The overall objective of the HyperCrunch project is to improve the information extraction (data mining) from hyperspectral datacubes.

The high spectral and high spatial resolution, intrinsic to hyperspectral remote sensing, result in huge quantities of data. The selection of a limited number of relevant bands without loss of essential information for a given application is a first subject of this research project. The second subject is the development of acquisition protocols to improve classification performance, both in view of spectral unmixing and the classification procedures themselves. The mathematical algorithms will be developed as application-independent as possible, such that they can be implemented and automated in operational data processing chains such as the APEX-chain. This way a higher level end-product becomes available to the scientific community.

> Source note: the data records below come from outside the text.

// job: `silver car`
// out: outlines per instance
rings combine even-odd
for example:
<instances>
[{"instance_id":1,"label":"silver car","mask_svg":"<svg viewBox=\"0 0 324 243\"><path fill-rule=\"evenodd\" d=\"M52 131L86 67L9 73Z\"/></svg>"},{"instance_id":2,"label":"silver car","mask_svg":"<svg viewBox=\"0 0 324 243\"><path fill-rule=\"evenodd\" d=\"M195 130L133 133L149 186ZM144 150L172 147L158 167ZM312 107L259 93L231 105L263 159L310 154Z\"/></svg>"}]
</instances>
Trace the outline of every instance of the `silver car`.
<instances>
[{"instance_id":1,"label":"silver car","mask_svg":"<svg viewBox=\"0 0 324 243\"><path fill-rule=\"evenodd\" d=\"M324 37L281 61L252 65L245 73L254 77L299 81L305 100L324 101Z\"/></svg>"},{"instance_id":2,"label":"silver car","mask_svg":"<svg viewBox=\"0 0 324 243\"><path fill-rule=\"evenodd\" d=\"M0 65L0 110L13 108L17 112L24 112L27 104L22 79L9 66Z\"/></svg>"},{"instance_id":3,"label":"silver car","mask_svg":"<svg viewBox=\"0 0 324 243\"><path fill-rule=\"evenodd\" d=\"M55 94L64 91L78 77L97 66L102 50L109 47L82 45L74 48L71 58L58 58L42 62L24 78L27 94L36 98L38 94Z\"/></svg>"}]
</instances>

The data reduction techniques and mathematical algorithms which will be the end-products of this research, will be tested and validated. The application envisaged here is precision agriculture, more precisely the monitoring of stress in orchards.

Project outcome

Expected scientific results

Two types of end products were envisaged. The first is an operational method for hyperspectral data extraction that can be used for future project. The method must be ready to implement in operational chains such as the APEX Processing and Archiving Facility (PAF). This objective is reached with success. All programs implementing the algorithms are written in C++ and are ready for operational use. They are compiled with the open source GNU compiler in a Linux environment (distribution Red Hat 9.0). No commercial libraries or other software is needed.
Another end product is the classification map of the hyperspectral data cube, acquired over our test plot Gorsem. Early in the project, it was obvious that this objective would be difficult to reach. In particular, the limited number of relevant pixels in the image put a constraint to its use. The pixels could clearly not be used as training data . We have made an attempt to classify the image by using the upscaled (simulated) leaf spectra as training data with moderate success (70% of the pixels are detected correctly). In order to increase this number, the classifier must be trained with real instead of simulated data. Appropriate training is feasible only with orchards of hundreds of trees (per class). In that case, results are expected with an accuracy of more than 80%, which is more acceptable for end users.